15 minlesson

Why Resilience Matters

Why Resilience Matters

In distributed systems, failures are not exceptional - they're expected. Network calls fail, services become unavailable, and resources become exhausted. Resilience patterns help your application handle these failures gracefully.

Types of Failures

Transient Failures

Temporary failures that resolve themselves:

  • Network timeouts
  • Service temporarily unavailable (HTTP 503)
  • Database connection pool exhausted
  • Rate limiting (HTTP 429)

Strategy: Retry after a short delay.

Permanent Failures

Failures that won't resolve by retrying:

  • Invalid credentials (HTTP 401)
  • Resource not found (HTTP 404)
  • Validation errors (HTTP 400)

Strategy: Fail fast, don't retry.

Cascading Failures

One failing service causes others to fail:

1Service A → Service B → Service C
2 ↓ (fails)
3Service A ← (timeout) ← Service B
4
5When C fails, B waits, then A waits...
6Resources exhausted across all services!

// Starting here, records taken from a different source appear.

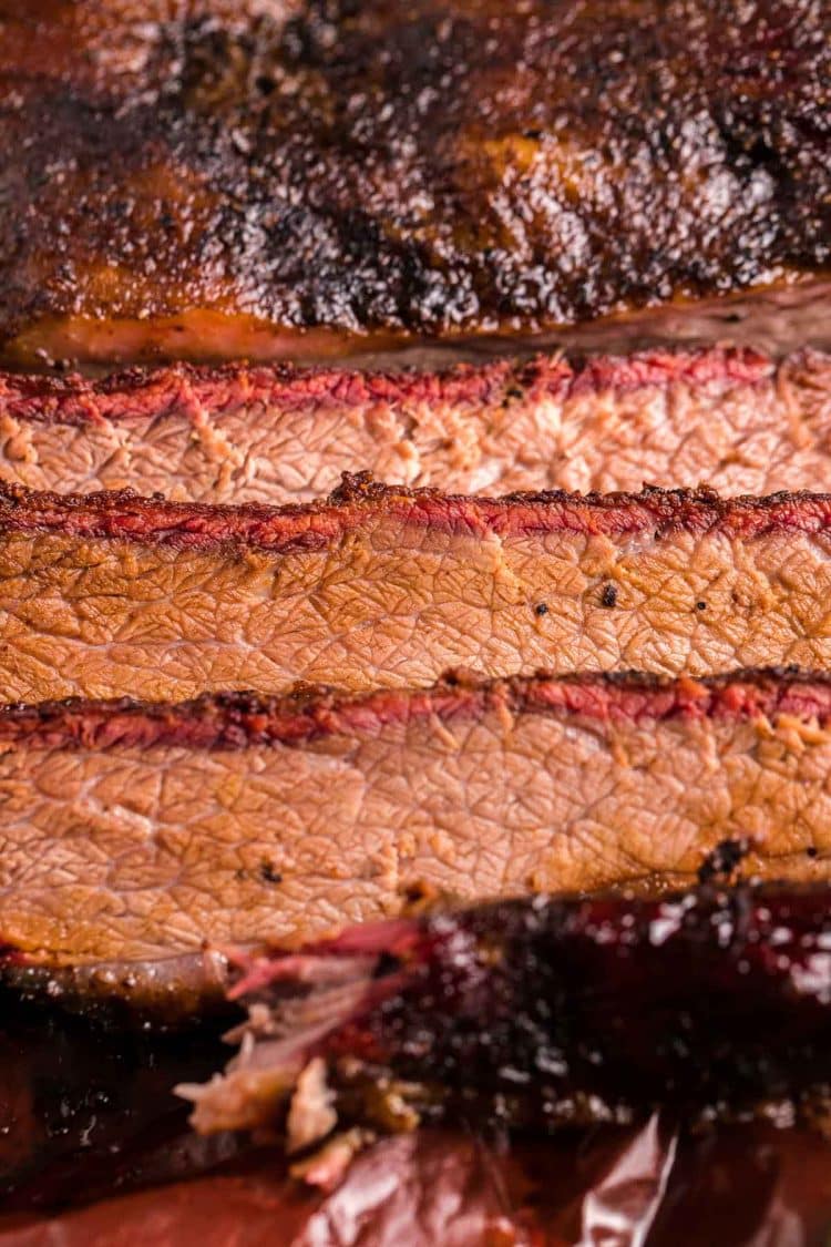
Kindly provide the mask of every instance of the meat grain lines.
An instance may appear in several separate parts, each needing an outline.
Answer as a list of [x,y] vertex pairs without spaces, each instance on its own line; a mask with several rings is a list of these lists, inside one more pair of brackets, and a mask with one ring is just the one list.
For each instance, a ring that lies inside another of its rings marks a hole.
[[7,974],[36,985],[62,965],[67,990],[188,1011],[229,946],[395,914],[414,888],[654,892],[688,884],[723,837],[748,839],[749,874],[827,880],[831,682],[541,676],[7,707],[0,794]]
[[422,372],[186,364],[0,374],[0,476],[177,501],[310,503],[341,473],[463,494],[831,488],[831,362],[538,355]]

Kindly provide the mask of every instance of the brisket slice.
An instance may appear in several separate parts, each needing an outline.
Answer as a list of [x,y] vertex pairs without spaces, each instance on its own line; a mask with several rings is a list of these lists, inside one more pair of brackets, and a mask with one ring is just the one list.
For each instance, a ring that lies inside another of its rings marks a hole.
[[0,489],[0,690],[154,701],[831,665],[831,496],[385,489],[201,506]]
[[625,332],[827,274],[822,4],[106,15],[0,6],[6,359]]
[[81,991],[184,976],[193,1001],[206,941],[320,938],[414,889],[665,889],[730,837],[751,875],[831,862],[827,676],[11,707],[0,749],[6,971]]
[[305,503],[344,470],[461,493],[831,488],[831,357],[653,352],[431,373],[0,375],[0,473],[61,493]]
[[358,1142],[673,1104],[792,1120],[806,1094],[827,1112],[829,949],[827,885],[537,895],[358,927],[249,963],[239,1056],[179,1090],[198,1130],[285,1126],[289,1152],[339,1125]]

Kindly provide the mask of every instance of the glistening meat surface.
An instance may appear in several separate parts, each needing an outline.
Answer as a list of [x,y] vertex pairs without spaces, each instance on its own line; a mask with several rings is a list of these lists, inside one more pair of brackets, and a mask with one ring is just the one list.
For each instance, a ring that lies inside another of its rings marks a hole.
[[308,506],[0,490],[5,697],[831,665],[831,498],[349,479]]
[[308,940],[420,885],[665,888],[725,837],[750,874],[830,875],[821,676],[12,707],[0,742],[0,939],[24,975]]
[[460,493],[831,488],[831,358],[719,349],[434,372],[0,375],[0,474],[62,493],[306,503],[343,471]]
[[0,350],[297,358],[799,298],[831,261],[826,27],[775,0],[5,0]]
[[[283,1127],[295,1153],[338,1126],[358,1145],[445,1117],[544,1131],[680,1104],[792,1120],[802,1096],[825,1114],[830,945],[827,887],[361,927],[254,960],[233,993],[252,1006],[238,1057],[181,1091],[197,1129]],[[349,1137],[300,1172],[325,1180]]]

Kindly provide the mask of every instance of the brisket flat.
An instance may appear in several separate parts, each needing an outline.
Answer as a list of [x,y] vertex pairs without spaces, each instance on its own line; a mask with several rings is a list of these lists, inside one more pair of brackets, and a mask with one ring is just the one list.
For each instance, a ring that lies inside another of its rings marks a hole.
[[831,357],[719,349],[421,373],[0,374],[0,474],[204,503],[306,503],[343,471],[465,494],[831,489]]
[[[831,1085],[829,889],[533,897],[346,930],[260,956],[224,1077],[181,1091],[198,1130],[285,1129],[325,1175],[359,1131],[508,1130],[633,1106],[792,1120]],[[288,1115],[287,1115],[288,1109]]]
[[754,301],[827,344],[830,49],[822,2],[2,0],[0,349],[718,340]]
[[201,506],[0,489],[6,700],[831,666],[831,496],[407,491]]
[[7,970],[86,965],[80,990],[216,990],[204,941],[319,938],[414,888],[665,889],[725,837],[749,875],[831,862],[827,676],[10,707],[0,749]]

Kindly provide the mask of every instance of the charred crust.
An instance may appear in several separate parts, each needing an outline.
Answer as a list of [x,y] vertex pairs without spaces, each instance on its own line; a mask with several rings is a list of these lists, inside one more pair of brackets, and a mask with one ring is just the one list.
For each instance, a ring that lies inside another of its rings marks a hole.
[[[348,335],[533,330],[829,262],[821,5],[198,7],[4,19],[0,338],[193,307]],[[546,212],[512,244],[529,198]]]
[[614,537],[645,531],[665,539],[674,531],[724,531],[751,540],[774,531],[829,530],[831,494],[721,498],[706,488],[649,486],[639,494],[549,490],[478,498],[382,485],[369,473],[359,473],[344,474],[339,489],[323,501],[233,506],[142,498],[131,489],[55,494],[0,483],[0,534],[55,532],[201,550],[233,545],[279,555],[325,549],[382,515],[424,529],[501,537],[533,532]]
[[328,736],[375,733],[417,720],[477,720],[503,708],[599,723],[787,715],[825,727],[831,725],[831,673],[766,668],[705,680],[601,672],[482,681],[453,671],[432,688],[363,696],[304,685],[280,697],[204,693],[178,703],[70,698],[1,707],[0,742],[55,749],[302,747]]

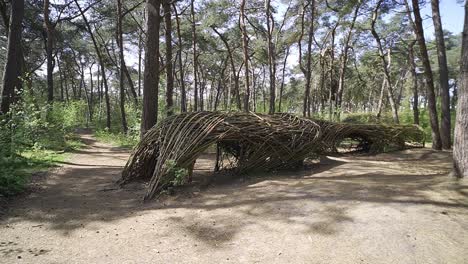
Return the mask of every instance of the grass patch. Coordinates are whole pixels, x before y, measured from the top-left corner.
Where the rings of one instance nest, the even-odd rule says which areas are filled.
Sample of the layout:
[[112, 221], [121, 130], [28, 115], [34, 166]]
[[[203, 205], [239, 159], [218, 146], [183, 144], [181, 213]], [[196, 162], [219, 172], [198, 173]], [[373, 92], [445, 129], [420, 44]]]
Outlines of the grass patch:
[[10, 157], [0, 157], [0, 196], [9, 197], [25, 191], [31, 175], [47, 171], [70, 157], [69, 151], [84, 144], [74, 135], [67, 136], [62, 150], [31, 148]]

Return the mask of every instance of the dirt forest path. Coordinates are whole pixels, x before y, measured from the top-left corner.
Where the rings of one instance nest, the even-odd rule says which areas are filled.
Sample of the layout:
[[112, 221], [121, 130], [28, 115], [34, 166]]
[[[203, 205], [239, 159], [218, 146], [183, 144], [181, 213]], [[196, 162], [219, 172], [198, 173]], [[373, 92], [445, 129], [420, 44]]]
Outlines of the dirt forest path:
[[468, 262], [468, 184], [447, 152], [324, 159], [143, 204], [142, 185], [114, 185], [128, 152], [82, 138], [1, 216], [0, 263]]

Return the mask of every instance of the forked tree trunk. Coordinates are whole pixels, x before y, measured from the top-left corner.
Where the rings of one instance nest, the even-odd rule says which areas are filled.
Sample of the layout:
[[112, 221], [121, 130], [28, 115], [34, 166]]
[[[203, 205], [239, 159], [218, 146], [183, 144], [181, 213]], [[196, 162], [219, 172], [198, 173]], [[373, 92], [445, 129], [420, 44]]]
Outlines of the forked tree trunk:
[[5, 70], [3, 71], [3, 90], [1, 93], [0, 114], [10, 111], [10, 104], [14, 101], [15, 89], [21, 88], [21, 62], [22, 56], [22, 21], [24, 16], [24, 0], [15, 0], [11, 3], [11, 15], [8, 32], [8, 50]]
[[117, 0], [117, 46], [119, 47], [119, 61], [120, 61], [120, 71], [119, 71], [119, 88], [120, 88], [120, 114], [122, 116], [122, 131], [124, 134], [128, 132], [127, 117], [125, 114], [125, 87], [124, 79], [125, 72], [124, 68], [124, 52], [123, 52], [123, 34], [122, 34], [122, 2]]
[[419, 11], [419, 0], [412, 0], [413, 2], [413, 14], [414, 14], [414, 30], [419, 43], [419, 49], [421, 51], [421, 60], [424, 66], [424, 74], [426, 76], [427, 91], [426, 96], [429, 106], [429, 117], [432, 128], [432, 148], [435, 150], [442, 149], [442, 142], [439, 132], [439, 119], [437, 116], [437, 105], [436, 96], [434, 92], [434, 78], [432, 75], [431, 63], [429, 61], [429, 55], [427, 53], [426, 40], [424, 38], [424, 30], [422, 24], [421, 13]]
[[166, 112], [174, 113], [174, 75], [172, 74], [172, 20], [171, 0], [163, 0], [164, 22], [166, 25]]
[[346, 66], [348, 64], [348, 51], [349, 51], [349, 43], [351, 41], [351, 37], [353, 34], [354, 25], [356, 24], [356, 20], [359, 13], [359, 8], [361, 7], [361, 2], [356, 4], [356, 8], [354, 9], [353, 19], [351, 21], [351, 25], [349, 26], [348, 32], [346, 34], [344, 47], [343, 47], [343, 54], [341, 57], [341, 66], [340, 66], [340, 77], [338, 81], [338, 91], [336, 93], [336, 113], [337, 113], [337, 120], [340, 120], [340, 113], [341, 113], [341, 104], [343, 100], [343, 91], [345, 87], [345, 76], [346, 76]]
[[414, 57], [413, 41], [408, 48], [408, 59], [410, 62], [411, 78], [413, 79], [413, 123], [419, 125], [419, 92], [418, 92], [418, 75], [416, 74], [416, 62]]
[[49, 18], [49, 0], [44, 0], [44, 28], [46, 31], [46, 57], [47, 57], [47, 102], [51, 103], [54, 100], [54, 58], [53, 45], [54, 34], [53, 26]]
[[[373, 11], [372, 21], [371, 21], [371, 33], [372, 33], [372, 36], [375, 39], [375, 42], [377, 42], [379, 57], [380, 57], [380, 59], [382, 61], [382, 69], [383, 69], [383, 72], [384, 72], [384, 76], [386, 78], [388, 99], [389, 99], [389, 102], [390, 102], [390, 107], [392, 108], [393, 121], [396, 124], [398, 124], [400, 122], [400, 120], [398, 118], [398, 106], [397, 106], [397, 104], [395, 102], [395, 95], [394, 95], [394, 91], [393, 91], [394, 87], [393, 87], [392, 79], [391, 79], [391, 76], [390, 76], [390, 53], [388, 54], [389, 61], [387, 61], [385, 59], [384, 47], [382, 46], [380, 36], [379, 36], [379, 34], [377, 33], [377, 31], [375, 29], [375, 24], [376, 24], [377, 18], [378, 18], [378, 12], [379, 12], [379, 9], [380, 9], [380, 6], [382, 5], [382, 3], [383, 3], [383, 0], [380, 0], [377, 3], [377, 5], [376, 5], [376, 7], [375, 7], [375, 9]], [[388, 51], [388, 52], [390, 52], [390, 51]]]
[[310, 117], [310, 90], [311, 90], [311, 79], [312, 79], [312, 41], [314, 39], [314, 21], [315, 21], [315, 0], [310, 2], [310, 25], [309, 25], [309, 36], [307, 40], [307, 62], [306, 62], [306, 87], [304, 92], [304, 115], [307, 112], [307, 116]]
[[460, 88], [453, 145], [454, 171], [458, 177], [468, 177], [468, 1], [465, 2]]
[[268, 113], [275, 113], [276, 104], [276, 49], [273, 43], [273, 30], [275, 29], [275, 19], [271, 12], [271, 1], [266, 0], [267, 18], [267, 39], [268, 39], [268, 70], [270, 73], [270, 108]]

Strategy: Circuit breaker, fail fast.

Without Resilience Patterns

csharp
1// Naive approach - fails on first error
2var response = await httpClient.GetAsync(url);
3var data = await response.Content.ReadAsStringAsync();

Problems:

  • Single transient failure causes complete failure
  • No protection against cascading failures
  • User sees cryptic error messages

With Resilience Patterns

csharp
1// With retry and timeout
2var policy = Policy
3 .Handle<HttpRequestException>()
4 .WaitAndRetryAsync(3, attempt => TimeSpan.FromSeconds(Math.Pow(2, attempt)));
5
6var response = await policy.ExecuteAsync(() => httpClient.GetAsync(url));

Benefits:

  • Automatic recovery from transient failures
  • Protection against cascading failures
  • Better user experience

Common Resilience Patterns

PatternPurpose
RetryAutomatically retry failed operations
Exponential BackoffIncrease wait time between retries
Circuit BreakerStop calling failing services
TimeoutLimit how long to wait
BulkheadIsolate failures to prevent cascade
FallbackProvide default when all else fails

When to Retry

Retry when:

  • Network timeout occurred
  • Service returns 5xx status
  • Database connection failed
  • Rate limit hit (with appropriate delay)

Don't retry when:

  • Client error (4xx except 429)
  • Invalid input/credentials
  • Business logic failure
  • Operation is not idempotent

Real-World Example

Without resilience:

1User clicks "Submit Order"
2→ Payment service times out (network glitch)
3→ Error: "Something went wrong"
4→ User retries manually
5→ Gets duplicate charges!

With resilience:

1User clicks "Submit Order"
2→ Payment service times out
3→ System waits 1 second, retries
4→ Second attempt succeeds
5→ User sees "Order Confirmed"

The Cost of No Resilience

  • User frustration: Errors for temporary problems
  • Lost revenue: Users abandon failing checkouts
  • Support burden: Tickets for transient issues
  • Cascading outages: One service takes down others

Introduction to Polly

Polly is a .NET resilience library that provides:

  • Retry policies
  • Circuit breakers
  • Timeouts
  • Bulkhead isolation
  • Fallback policies
  • Policy composition
csharp
1// Install: dotnet add package Polly
2
3using Polly;
4
5var policy = Policy
6 .Handle<HttpRequestException>()
7 .WaitAndRetryAsync(3, attempt => TimeSpan.FromSeconds(attempt));
8
9var result = await policy.ExecuteAsync(async () =>
10{
11 return await httpClient.GetStringAsync(url);
12});

Key Takeaways

  • Failures are expected in distributed systems
  • Transient failures often resolve with retry
  • Permanent failures should fail fast
  • Circuit breakers prevent cascading failures
  • Polly provides composable resilience policies
  • Resilience improves user experience and system stability